Berdasarkan keputusan dari pemerintah Kabupaten Minsel, perayaan pengucapan syukur diatur sesuai organisasi gereja masing-masing.

Dalam Pengucapan ada dua hal yang selalu ada.

Apa itu?

Pesta yang merupakan bentuk syukur kepada Tuhan atas hasil yang diperoleh.

Haruskah ada pesta?

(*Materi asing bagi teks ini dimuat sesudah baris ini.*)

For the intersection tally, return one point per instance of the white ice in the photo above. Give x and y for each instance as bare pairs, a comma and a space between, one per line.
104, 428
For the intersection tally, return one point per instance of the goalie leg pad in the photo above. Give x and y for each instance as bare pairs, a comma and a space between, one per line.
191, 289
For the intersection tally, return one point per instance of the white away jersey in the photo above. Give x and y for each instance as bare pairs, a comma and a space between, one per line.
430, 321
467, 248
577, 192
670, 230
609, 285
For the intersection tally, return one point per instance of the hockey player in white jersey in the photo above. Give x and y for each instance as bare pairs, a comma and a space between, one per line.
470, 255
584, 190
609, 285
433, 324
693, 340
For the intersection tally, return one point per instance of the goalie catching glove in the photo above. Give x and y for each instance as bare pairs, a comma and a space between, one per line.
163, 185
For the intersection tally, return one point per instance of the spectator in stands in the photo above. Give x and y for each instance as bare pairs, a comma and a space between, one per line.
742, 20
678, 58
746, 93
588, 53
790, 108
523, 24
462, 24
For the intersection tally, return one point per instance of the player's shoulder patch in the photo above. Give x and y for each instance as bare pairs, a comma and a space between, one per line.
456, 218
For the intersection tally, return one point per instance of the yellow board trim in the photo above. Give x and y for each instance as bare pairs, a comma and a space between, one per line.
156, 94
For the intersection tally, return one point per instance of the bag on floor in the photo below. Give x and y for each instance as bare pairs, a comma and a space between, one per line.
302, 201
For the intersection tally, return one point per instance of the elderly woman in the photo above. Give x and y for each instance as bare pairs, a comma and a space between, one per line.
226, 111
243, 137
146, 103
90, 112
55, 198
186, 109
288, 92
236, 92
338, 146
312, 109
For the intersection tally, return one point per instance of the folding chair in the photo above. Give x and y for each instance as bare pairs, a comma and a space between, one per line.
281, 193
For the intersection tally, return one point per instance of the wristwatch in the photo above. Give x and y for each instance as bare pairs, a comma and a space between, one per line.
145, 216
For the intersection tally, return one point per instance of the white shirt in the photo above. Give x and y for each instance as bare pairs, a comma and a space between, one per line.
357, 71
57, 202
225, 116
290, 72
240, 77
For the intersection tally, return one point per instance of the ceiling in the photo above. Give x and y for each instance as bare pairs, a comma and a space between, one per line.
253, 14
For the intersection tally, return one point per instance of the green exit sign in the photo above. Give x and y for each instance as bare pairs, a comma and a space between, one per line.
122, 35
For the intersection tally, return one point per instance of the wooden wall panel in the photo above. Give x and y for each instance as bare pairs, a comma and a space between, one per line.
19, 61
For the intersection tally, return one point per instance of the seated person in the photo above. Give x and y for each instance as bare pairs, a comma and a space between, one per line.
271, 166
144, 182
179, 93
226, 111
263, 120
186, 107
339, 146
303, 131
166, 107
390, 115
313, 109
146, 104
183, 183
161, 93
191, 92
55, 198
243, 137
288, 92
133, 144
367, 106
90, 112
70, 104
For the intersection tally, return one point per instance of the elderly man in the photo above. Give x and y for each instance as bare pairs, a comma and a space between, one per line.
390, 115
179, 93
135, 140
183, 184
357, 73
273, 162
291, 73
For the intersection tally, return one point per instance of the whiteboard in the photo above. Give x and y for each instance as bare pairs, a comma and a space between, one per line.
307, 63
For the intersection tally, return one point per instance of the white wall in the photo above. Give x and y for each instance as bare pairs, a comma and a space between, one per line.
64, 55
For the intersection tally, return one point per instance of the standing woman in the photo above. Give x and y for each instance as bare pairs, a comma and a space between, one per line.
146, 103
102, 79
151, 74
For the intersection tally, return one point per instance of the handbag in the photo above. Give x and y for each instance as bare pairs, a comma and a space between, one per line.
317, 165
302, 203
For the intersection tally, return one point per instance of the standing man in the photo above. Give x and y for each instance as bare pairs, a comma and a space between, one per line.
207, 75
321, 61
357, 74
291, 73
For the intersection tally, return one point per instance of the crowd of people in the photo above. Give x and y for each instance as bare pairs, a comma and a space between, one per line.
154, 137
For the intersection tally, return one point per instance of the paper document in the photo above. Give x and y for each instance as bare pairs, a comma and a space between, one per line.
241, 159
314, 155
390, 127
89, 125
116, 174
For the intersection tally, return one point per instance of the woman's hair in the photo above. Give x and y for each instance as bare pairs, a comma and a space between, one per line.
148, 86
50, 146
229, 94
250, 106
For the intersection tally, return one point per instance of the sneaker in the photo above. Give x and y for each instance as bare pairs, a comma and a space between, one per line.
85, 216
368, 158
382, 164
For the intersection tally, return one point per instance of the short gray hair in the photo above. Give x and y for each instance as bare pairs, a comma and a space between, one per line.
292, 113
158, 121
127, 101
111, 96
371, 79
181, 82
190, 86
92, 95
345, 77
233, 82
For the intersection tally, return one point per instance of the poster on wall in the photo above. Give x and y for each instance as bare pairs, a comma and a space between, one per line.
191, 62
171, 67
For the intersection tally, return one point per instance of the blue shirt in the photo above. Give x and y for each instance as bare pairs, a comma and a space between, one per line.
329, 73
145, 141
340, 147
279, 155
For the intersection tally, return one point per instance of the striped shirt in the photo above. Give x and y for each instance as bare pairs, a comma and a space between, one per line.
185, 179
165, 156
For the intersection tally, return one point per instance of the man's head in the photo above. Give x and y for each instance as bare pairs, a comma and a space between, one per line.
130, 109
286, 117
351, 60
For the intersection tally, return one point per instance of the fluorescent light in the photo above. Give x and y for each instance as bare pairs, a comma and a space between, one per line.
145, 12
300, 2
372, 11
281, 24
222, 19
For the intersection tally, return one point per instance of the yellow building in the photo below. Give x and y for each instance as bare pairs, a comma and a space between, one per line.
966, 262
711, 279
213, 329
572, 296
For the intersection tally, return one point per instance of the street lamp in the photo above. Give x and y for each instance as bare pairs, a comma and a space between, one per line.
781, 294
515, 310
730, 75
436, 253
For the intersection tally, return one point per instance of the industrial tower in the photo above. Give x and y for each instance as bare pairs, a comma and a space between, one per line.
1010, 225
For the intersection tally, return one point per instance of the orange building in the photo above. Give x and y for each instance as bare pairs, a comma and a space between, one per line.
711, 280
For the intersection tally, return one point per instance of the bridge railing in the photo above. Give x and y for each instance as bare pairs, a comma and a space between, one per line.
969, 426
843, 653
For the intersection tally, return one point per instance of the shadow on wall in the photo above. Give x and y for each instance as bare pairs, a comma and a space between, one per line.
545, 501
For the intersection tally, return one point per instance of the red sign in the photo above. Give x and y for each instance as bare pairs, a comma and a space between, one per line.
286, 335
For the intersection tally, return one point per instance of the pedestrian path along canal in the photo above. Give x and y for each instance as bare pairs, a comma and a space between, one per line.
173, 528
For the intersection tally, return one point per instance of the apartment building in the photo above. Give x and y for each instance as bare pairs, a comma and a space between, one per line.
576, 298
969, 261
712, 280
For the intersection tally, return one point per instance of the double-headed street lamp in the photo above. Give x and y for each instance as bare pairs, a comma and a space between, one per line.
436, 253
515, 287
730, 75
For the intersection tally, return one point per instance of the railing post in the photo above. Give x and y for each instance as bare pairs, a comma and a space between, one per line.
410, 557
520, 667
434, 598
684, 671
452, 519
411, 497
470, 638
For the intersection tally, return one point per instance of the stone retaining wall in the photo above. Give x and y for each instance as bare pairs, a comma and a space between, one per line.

Pasti sebagian besar masyarakat Minahasa akan mejawab 'harus'.

Kenapa 'harus'?

Karena pesta itu merupakan simbol syukur kepada Tuhan atas hasil panen kebun, pertanian dan berkat lainnya yang diperoleh selama ini.

Hanya memang ada sedikit pergeseran makna.

Sebab yang utama sebenarnya dalam pengucapan syukur adalah mempersembahkan hasil kebun terbaik di gereja.

Hal ini dipahami sebagai bentuk syukur orang Minahasa yang sebagian besar beragama nasrani kepada Tuhan yang diyakininya.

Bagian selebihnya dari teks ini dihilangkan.